Land Of The Three Towers Vol.II
Written by Nina Scott and Emer Mary Morris and partially devised by the company
You should see the other guy
Maxilla Social Club, Silchester Estate
A show by this company is quite an event. It is being performed in the Maxilla Social Club beneath the Westway near the ruins of the Grenfell tower.
Someone surrounded by shelves of books is playing a piano outside the club. Towering above them on the wall of the Westway is a mural declaring “The Truth Will Not Be Hidden”.
The audience reflects the age and ethnic diversity of the area, and that suits the performers who are travelling with stories of how other housing estates have battled the so-called regeneration that threatens to purge London of the poor.
The show is a fast-paced mix of verbatim interview material, poetry, songs, dance and a good deal of upbeat humour.
Entry price is whatever a person can afford and we are welcomed with free drinks and snacks.
An opening poem quickly reminds us of the way those who run the housing system can inflict a terrible silence on people.
Ifrah Ismael says they try to “Crush us compact, Until we're just 1 cubic metre of shame, Until we're too afraid to open the following: newspapers, brown envelopes, front doors, fridge doors, curtains and, finally, mouths.”
Structured as a guide to resistance, the show takes the audience through a sequence from interactions with landlords and the council to the ways that eviction can be fought.

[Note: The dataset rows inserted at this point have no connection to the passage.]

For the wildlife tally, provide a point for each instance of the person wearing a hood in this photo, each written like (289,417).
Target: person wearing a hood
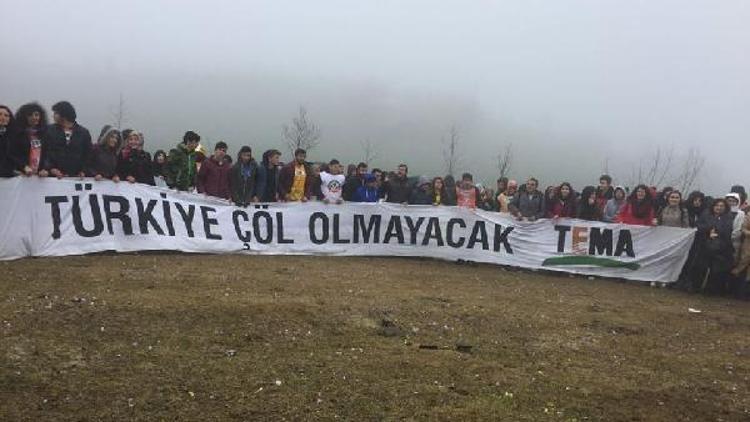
(6,128)
(213,177)
(740,190)
(715,249)
(27,140)
(422,194)
(504,198)
(332,182)
(243,178)
(133,163)
(529,204)
(639,209)
(103,158)
(604,192)
(268,176)
(673,214)
(467,194)
(438,191)
(695,205)
(397,188)
(68,144)
(738,218)
(614,205)
(181,163)
(588,208)
(563,204)
(368,192)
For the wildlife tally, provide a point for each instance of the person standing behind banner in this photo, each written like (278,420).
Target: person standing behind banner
(564,202)
(614,205)
(639,209)
(715,250)
(604,192)
(505,198)
(529,204)
(332,183)
(68,144)
(397,188)
(588,208)
(213,178)
(243,178)
(133,163)
(27,140)
(673,214)
(354,181)
(438,191)
(368,192)
(421,195)
(181,164)
(103,158)
(6,128)
(295,179)
(467,194)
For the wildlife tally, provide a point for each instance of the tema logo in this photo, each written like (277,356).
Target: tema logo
(592,246)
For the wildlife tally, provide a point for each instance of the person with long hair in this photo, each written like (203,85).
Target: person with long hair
(673,214)
(588,207)
(26,142)
(563,203)
(103,158)
(6,127)
(715,249)
(133,163)
(639,209)
(614,205)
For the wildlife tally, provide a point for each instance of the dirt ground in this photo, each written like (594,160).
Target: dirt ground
(197,337)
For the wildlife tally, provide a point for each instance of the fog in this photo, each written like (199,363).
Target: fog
(576,86)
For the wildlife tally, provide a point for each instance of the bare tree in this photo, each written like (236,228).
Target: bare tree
(451,153)
(504,160)
(368,151)
(118,113)
(691,170)
(659,167)
(302,133)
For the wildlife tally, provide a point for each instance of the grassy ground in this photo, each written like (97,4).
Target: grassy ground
(195,337)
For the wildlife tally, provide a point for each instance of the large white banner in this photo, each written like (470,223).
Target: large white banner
(50,217)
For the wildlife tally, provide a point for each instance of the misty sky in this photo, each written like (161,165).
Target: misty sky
(571,84)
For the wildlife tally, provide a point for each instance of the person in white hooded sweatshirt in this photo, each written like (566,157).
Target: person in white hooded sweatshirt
(733,199)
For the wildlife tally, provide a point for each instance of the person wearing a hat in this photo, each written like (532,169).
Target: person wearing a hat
(368,192)
(421,195)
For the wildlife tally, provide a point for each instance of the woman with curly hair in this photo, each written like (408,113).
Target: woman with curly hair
(639,210)
(25,145)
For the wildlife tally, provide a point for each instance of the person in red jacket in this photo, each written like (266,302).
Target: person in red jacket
(213,177)
(639,210)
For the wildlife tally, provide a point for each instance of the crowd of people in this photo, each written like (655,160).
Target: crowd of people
(30,146)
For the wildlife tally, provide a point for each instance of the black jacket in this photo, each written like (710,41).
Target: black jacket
(243,189)
(69,156)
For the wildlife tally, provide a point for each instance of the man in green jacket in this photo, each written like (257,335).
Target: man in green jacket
(181,168)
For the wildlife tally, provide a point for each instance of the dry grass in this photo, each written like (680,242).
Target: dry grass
(195,337)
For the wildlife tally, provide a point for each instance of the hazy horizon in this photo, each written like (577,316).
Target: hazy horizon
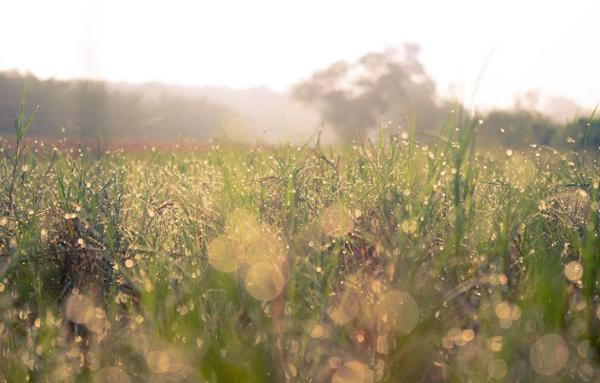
(519,47)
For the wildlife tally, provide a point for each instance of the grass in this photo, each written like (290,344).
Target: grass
(391,261)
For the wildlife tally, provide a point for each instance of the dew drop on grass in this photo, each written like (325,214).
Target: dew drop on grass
(398,310)
(79,309)
(317,331)
(158,362)
(497,368)
(502,310)
(573,271)
(264,281)
(336,220)
(353,372)
(343,307)
(111,375)
(549,354)
(221,255)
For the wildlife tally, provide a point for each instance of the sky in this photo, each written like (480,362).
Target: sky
(481,51)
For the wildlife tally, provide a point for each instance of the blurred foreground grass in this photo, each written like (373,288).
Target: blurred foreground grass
(390,261)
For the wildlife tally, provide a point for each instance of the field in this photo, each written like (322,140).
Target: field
(391,260)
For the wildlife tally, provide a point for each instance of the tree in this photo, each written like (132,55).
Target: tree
(391,85)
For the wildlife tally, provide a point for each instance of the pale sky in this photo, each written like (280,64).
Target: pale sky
(549,46)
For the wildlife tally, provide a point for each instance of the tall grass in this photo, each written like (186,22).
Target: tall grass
(392,261)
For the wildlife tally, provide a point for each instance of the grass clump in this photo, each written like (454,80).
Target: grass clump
(392,261)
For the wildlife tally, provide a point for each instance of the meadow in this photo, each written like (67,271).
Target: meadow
(396,259)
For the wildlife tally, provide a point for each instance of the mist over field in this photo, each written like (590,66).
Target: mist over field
(275,191)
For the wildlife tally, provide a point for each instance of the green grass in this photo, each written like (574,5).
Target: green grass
(389,261)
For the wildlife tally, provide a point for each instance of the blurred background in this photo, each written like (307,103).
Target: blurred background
(141,72)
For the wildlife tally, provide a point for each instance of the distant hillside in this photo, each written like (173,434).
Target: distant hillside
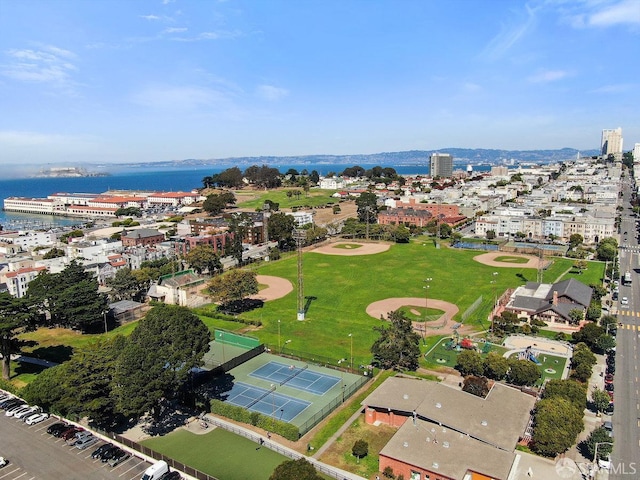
(461,156)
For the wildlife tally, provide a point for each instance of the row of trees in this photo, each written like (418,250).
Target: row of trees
(126,378)
(496,367)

It also contrasts a typical regeneration plan from Lambeth with “The People’s Plan” (TPP) developed by the residents of architecturally well-regarded Cressingham Gardens.
Although the TPP seems to score higher on most criteria and avoids demolishing people’s homes, it crucially did not produce enough high market value houses and was rejected. The Lambeth plan produced 135 investment opportunities, compared to the TPP’s three.
The Mayor of Newham Council Robin Wales (Chisara Agor), in a comical big jacket and flanked by two sock puppets in suits, explains in Neo-Liberal speak, “we’ve come up with a new concept. The concept is resilience. The idea that we should support people to help themselves... (because) we need an income stream.”
The reality is the destruction of communities like the Carpenters estate in Newham.
Mutly (Redd Roche) speaks affectionately of the “great great times” living in Dennison Point for thirty years before he was evicted in 2014.
“Carpenters? It was known as the land of the three towers... cos no matter whether you are in the underground commin out of the tunnel or going back into it, it’s the first thing or the last thing you see.”
There are others we hear desperately trying to speak to the council, arguing with bailiffs, and reflecting on friends who have been moved on.
The show is always positive about the steps to resist and it is this along with the music and humour which gives it an uplifting feel.
Afterwards, I was told they had been “invited to perform at a housing occupation near Grenfell”.
I’m sure Theresa and Jeremy will be very welcome to join them.